Uit #34: ‘Vogels die de toekomst zingen’ – Alejandro Morellón (vert. Joep Harmsen)

Revisor #34: Bloot zijn en beginnen is verschenen! Op de website doen we alvast wat bijdragen cadeau. Vorige week het redactioneel, vandaag: een verhaal over eindtijden en vriendschap van de Spaanse auteur Alejandro Morellón, in vertaling van Joep Harmsen.
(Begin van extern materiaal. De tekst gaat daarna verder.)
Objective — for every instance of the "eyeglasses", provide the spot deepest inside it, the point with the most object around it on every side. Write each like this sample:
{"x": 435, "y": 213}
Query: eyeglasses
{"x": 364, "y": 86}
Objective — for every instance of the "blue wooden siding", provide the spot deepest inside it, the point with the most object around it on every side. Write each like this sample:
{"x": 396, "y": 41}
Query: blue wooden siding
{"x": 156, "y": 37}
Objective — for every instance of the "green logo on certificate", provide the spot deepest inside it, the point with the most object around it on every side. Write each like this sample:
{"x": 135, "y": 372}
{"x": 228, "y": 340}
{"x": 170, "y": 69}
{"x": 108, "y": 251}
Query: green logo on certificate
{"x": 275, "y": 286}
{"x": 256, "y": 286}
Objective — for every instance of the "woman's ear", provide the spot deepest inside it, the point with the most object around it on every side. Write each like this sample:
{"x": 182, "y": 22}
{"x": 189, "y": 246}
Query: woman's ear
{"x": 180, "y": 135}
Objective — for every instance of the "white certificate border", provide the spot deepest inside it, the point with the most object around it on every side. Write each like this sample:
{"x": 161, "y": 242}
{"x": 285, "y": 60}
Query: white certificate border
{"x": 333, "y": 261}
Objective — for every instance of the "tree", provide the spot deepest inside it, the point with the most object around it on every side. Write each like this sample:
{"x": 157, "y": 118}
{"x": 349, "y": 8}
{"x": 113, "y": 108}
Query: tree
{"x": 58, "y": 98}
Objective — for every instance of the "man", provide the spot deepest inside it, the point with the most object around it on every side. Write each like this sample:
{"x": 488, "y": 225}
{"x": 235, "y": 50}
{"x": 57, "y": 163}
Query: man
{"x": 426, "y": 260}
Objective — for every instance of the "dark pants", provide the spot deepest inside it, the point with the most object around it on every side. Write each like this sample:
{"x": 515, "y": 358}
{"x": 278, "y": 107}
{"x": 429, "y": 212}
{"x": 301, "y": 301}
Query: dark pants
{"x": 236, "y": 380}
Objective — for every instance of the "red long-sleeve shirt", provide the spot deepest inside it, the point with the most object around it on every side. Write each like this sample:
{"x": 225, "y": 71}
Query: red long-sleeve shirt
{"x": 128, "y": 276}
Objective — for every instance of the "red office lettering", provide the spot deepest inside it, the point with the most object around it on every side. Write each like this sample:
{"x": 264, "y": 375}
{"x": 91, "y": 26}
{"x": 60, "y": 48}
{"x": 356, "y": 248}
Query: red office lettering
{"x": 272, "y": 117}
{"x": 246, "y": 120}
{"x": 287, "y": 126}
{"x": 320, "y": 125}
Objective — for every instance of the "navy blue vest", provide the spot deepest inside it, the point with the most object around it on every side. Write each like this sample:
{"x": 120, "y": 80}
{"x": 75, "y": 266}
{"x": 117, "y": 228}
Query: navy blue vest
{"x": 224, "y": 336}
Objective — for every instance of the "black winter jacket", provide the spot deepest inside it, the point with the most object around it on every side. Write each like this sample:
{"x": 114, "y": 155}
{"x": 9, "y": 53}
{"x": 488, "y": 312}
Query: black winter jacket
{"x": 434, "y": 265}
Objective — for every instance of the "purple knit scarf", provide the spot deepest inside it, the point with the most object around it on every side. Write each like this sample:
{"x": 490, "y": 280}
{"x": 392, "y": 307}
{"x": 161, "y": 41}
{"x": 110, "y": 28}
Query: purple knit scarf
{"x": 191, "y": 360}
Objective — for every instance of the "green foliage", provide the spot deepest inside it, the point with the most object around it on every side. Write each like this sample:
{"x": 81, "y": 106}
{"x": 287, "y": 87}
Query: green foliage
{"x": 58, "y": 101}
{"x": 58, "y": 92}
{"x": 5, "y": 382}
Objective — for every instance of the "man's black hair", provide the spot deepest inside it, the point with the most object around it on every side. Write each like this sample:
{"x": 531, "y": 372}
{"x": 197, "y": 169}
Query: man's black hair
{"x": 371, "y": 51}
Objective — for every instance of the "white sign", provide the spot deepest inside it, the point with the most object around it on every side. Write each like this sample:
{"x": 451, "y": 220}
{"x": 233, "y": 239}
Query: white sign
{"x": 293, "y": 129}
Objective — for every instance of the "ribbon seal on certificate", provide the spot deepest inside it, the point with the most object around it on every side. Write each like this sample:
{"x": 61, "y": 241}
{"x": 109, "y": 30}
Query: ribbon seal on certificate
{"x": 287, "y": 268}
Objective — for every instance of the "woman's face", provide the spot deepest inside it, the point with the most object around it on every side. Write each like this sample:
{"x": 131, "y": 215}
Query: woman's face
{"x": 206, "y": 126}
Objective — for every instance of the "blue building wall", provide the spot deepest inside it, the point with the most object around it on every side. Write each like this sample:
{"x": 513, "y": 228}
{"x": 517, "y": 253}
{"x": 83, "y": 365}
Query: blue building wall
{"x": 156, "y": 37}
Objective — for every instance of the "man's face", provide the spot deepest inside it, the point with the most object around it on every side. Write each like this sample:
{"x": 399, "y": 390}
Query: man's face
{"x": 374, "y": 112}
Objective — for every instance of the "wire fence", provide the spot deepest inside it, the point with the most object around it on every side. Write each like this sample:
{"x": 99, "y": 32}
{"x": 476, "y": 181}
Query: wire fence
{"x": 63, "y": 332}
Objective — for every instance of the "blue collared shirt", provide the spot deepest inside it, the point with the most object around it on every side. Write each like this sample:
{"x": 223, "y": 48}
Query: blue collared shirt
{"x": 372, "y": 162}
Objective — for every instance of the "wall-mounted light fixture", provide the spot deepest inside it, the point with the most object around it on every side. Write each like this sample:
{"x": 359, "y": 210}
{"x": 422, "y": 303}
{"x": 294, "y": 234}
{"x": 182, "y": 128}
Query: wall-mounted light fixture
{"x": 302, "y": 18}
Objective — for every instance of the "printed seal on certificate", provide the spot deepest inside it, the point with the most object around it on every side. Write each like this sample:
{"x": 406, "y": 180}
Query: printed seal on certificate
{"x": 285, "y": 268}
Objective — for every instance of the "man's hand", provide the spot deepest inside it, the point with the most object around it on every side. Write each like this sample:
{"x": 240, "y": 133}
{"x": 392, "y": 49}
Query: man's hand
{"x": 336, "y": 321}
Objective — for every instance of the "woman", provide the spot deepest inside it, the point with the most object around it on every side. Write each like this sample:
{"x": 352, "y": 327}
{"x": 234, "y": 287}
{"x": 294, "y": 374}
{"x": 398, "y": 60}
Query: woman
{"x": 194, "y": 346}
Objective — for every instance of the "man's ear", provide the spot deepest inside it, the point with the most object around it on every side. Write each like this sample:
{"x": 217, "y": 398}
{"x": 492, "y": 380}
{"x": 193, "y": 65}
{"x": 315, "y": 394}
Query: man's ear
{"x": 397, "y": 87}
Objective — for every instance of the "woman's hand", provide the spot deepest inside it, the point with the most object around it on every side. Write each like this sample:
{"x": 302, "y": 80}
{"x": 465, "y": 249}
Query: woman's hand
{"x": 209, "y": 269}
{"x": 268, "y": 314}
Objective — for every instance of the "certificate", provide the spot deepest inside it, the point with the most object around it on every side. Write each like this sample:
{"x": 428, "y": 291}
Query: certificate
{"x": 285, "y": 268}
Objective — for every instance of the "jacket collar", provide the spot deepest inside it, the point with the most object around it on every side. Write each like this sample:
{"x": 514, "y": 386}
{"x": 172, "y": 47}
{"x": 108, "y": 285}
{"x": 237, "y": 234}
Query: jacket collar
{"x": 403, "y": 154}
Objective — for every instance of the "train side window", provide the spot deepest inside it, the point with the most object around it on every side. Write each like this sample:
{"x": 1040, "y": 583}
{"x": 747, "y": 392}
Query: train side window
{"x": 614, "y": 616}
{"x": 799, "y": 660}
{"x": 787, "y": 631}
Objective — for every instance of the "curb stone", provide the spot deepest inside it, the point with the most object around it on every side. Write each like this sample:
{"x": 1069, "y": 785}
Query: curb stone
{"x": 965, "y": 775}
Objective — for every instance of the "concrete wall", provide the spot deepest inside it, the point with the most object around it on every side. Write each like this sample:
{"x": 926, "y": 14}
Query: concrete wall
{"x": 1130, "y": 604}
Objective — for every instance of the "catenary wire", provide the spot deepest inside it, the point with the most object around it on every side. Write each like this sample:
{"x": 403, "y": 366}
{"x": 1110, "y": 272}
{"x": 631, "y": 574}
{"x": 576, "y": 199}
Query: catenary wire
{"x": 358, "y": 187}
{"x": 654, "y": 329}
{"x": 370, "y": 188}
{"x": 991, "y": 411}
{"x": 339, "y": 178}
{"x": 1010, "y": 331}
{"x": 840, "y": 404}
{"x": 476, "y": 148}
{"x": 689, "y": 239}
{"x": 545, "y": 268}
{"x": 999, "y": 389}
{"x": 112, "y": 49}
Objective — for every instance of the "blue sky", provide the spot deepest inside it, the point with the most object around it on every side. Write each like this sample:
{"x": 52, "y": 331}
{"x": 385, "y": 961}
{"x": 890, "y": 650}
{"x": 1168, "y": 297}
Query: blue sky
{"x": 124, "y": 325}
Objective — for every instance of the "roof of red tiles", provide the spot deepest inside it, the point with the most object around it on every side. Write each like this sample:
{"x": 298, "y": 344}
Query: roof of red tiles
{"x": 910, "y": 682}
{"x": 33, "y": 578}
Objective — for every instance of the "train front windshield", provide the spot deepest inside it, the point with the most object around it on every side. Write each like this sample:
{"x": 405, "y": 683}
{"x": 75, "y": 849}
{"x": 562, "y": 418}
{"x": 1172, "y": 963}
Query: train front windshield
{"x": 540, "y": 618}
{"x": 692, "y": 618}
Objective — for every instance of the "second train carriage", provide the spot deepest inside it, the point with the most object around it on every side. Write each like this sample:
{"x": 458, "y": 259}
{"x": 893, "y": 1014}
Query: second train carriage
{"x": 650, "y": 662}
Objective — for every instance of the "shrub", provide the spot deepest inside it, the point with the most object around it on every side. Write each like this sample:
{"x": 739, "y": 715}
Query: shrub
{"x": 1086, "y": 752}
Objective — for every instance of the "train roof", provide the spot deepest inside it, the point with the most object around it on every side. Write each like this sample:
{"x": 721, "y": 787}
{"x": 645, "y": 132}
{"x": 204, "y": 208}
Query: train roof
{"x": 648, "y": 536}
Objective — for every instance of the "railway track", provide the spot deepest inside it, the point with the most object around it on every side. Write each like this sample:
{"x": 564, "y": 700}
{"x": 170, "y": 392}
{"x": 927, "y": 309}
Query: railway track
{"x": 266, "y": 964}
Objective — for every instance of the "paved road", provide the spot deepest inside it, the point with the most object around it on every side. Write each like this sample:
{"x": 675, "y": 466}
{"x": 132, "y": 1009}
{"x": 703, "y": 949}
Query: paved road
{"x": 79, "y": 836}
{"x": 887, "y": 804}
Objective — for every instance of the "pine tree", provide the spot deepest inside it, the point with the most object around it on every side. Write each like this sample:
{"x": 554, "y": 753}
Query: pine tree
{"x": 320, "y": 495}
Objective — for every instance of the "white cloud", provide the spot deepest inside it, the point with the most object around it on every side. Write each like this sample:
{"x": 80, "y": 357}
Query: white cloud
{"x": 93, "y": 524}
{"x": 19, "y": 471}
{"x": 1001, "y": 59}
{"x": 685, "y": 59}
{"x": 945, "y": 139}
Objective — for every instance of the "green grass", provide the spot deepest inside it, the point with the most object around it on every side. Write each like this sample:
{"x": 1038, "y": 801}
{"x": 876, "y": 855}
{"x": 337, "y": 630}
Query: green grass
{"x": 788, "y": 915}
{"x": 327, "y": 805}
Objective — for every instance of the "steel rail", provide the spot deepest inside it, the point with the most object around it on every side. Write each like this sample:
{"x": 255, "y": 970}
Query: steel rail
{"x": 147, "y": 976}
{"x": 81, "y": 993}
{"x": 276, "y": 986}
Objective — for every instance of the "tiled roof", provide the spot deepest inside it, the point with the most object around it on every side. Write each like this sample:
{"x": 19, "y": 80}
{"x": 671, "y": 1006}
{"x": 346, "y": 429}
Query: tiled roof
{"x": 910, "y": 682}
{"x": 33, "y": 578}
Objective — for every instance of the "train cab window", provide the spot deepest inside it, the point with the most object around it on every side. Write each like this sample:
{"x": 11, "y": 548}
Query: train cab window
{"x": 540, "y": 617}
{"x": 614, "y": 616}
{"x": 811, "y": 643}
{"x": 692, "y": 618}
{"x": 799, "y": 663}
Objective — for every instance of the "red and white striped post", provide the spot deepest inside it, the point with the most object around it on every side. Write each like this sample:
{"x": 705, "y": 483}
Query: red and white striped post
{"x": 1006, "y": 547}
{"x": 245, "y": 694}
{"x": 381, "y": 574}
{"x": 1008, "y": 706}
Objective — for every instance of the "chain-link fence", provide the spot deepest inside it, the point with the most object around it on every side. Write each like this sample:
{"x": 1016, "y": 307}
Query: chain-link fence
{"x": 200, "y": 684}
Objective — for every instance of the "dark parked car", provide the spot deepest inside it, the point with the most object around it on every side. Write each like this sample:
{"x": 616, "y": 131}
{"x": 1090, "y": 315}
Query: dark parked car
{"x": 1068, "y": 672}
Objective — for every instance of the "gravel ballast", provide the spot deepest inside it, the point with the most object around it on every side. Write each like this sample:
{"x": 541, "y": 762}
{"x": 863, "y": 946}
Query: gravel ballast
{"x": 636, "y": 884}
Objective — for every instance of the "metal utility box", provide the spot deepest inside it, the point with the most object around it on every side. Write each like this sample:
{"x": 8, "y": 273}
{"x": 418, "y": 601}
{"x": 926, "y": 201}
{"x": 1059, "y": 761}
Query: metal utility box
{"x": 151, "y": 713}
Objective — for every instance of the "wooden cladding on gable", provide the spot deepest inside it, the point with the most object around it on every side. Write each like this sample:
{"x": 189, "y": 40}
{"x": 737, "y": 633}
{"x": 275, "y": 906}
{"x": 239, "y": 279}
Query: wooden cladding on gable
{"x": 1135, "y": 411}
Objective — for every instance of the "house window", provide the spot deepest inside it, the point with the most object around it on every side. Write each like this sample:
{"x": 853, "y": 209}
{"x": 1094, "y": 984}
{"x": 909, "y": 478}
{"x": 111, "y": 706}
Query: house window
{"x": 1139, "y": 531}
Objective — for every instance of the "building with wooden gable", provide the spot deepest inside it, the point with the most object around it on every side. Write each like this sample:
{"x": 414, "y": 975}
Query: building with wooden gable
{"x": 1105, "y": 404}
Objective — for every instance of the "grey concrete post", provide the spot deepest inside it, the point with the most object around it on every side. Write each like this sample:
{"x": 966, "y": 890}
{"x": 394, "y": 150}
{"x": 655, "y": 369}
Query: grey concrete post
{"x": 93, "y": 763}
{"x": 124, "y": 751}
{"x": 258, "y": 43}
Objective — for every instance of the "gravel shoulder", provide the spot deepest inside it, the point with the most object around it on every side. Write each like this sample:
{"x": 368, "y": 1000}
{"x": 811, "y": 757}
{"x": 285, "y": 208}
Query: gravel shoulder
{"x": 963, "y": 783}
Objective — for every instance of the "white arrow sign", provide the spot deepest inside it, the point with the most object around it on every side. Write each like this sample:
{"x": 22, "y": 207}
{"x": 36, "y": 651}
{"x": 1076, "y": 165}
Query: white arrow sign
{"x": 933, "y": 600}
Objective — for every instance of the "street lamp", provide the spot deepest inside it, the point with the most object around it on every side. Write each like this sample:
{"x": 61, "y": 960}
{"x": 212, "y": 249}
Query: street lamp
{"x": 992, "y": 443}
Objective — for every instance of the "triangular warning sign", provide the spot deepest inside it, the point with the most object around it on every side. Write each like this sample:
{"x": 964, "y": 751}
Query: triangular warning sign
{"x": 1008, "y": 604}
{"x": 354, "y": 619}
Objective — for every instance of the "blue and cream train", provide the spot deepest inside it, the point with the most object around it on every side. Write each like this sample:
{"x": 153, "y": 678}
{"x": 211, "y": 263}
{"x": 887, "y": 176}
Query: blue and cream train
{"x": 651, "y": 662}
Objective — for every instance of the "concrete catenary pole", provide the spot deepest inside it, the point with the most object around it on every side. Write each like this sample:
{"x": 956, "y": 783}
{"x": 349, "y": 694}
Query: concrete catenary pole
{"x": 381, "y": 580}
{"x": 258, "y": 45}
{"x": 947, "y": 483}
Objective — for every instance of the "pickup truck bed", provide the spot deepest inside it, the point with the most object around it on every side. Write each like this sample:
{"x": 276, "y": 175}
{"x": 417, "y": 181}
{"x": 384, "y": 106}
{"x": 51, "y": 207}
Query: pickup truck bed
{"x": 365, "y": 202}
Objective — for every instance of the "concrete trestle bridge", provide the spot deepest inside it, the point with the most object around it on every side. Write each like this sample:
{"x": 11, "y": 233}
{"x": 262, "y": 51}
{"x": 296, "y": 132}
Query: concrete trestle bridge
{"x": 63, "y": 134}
Deze vertaling kwam tot stand binnen het internationale talentontwikkelingstraject CELA, waaraan dertig auteurs, 79 vertalers en zes literair professionals uit tien Europese landen deelnemen.

 

 

 

Aan het eind van de binnenplaats staat een grote boom, en bij de boom, in de schaduw, zitten twee kinderen die om de een of andere reden na de bel niet naar de les zijn teruggegaan. Het meisje glimlacht terwijl ze probeert haar beugel zo min mogelijk te laten zien. Ze haalt het cadeau uit haar rugzak en overhandigt het met een ietwat theatraal gebaar aan de jongen.
‘Gefeliciteerd met je verjaardag.’
De jongen bevrijdt het knuffelbeest op zijn beurt uit de verpakking en houdt het vast alsof het een levend wezen is, met dezelfde tederheid als een kersverse vader. Ze zijn het erover eens dat het lijkt op een onevenwichtige kruising van een vleermuis, een uil en pinguïn. Hij heeft een blauwe vacht, grote, enigszins spleetvormige ogen, een gele snavel. Geen handen, maar wel twee vleermuisachtige vleugels die bewegen als je hem aanzet.
Hallo, furby.
Wanneer ze hem op de grond zetten, beweegt het knuffelbeest zijn ogen en zet hij een paar stapjes vooruit. Daarna opent hij zijn snavel en klinkt er eerst een metaalachtig geluid en daarna
een stem:

NOG TWEE MILJARD SECONDEN TOT HET EINDE VAN DE MENSHEID

De kinderen verroeren zich nauwelijks of langzaam, getroffen door een duister, zinderend voorgevoel, een afstand maar ook een vorm van nabijheid die ze nog niet in woorden kunnen vatten.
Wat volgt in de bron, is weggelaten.